A Specific Need
For some years we had been aware that a need existed
for a particular kind of art school, one with qualities that
are generally missing from current art education. We encountered
students who believed the fragmented structure
of degree programs actually inhibited depth in their study
of art. Some felt those programs represented career
strategies for artists more than an involvement with the
creation of art itself.
Many students were put off by the unrelenting emphasis on conceptual art when their passion was the painterly or visual qualities of art. They found the largely formulaic classical approach to art to be an unacceptable substitute. There was a desire for a place where art students could study visual principles and substantial contemporary content that can only be attained through long continuity of effort in the studio.
It was also apparent that a school was needed that would provide low-cost tuition to support the students in their commitment to their work. Such a school would offer either an alternative to costly degree programs or a supplement to them.
There were precedents in 20th-Century history related to
some of these issues. They could be found in the qualities
of the renowned Hans Hofmann School as well as the Institute
of Design under Moholy-Nagy, the heritage of the
Charles W. Hawthorne School, and in the impetus to the
founding of the New York Studio School in 1964.

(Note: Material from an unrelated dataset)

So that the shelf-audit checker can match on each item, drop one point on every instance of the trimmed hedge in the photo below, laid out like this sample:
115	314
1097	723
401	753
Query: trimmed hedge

These were schools that nurtured the American avant-garde, fostered a belief in art for the sake of art and the importance of art as a way of life. Each, while different from each other, produced important painters or photographers who were noteworthy in their own right, who engaged the visual nature of their medium of expression.

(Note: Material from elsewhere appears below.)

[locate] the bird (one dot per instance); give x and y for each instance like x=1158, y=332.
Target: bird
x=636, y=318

We are directly connected to the heritage of some of these
historic schools and, at the same time, we founded the
San Francisco Studio School with a sense of independent
purpose having to do with the unique problems confronting
visual artists in our time. These include the need for an
awareness of visual language, a respect for the individual’s
involvement with the art itself over career concerns,
fostering substance over style and marketing.
The Studio as Core
The school was founded on the concepts of continuity of
studio work, meaningful discourse related to the visual arts
and an affordable course of study. A large well-lit studio
and a bright seminar room came to represent the heartbeat
of the school. Sponsors came forward to support the
school through donations in order to permit an affordable
tuition for students.
Painter and printmaker Karl Kasten, Professor Emeritus at UC Berkeley, who studied with Hans Hofmann provided enthusiastic support in the founding of the school by giving the first lectures as Visiting Faculty. Peter Selz, influential and formidably knowledgeable curator, author and Founding Director of the Art Museum at UC Berkeley joined as Visiting Faculty. Artists, gallerists, museum curators and critics encouraged and participated in the endorsement of the principles behind the school and its form. Public lectures and workshops were also instituted as a part of an ongoing dialogue with the art community. At the same time a commitment to a small program directed to individuals has been maintained.

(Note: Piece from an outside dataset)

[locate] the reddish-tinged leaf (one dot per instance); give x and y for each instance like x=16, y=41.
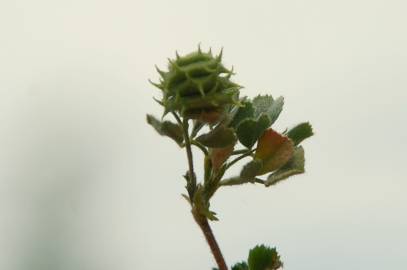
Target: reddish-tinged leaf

SFSS is one of the few schools where painting as a visual art can be studied in unique depth and where photography can be pursued as a visual versus conceptual art. Students from across the United States, France, Germany, Switzerland, Brazil, Chile, Colombia, China, Taiwan, Israel, Kazakhstan, Slovakia, Romania and Russia have studied at the school. Today SFSS represents a unique and active voice in the discourse surrounding art in San Francisco and beyond.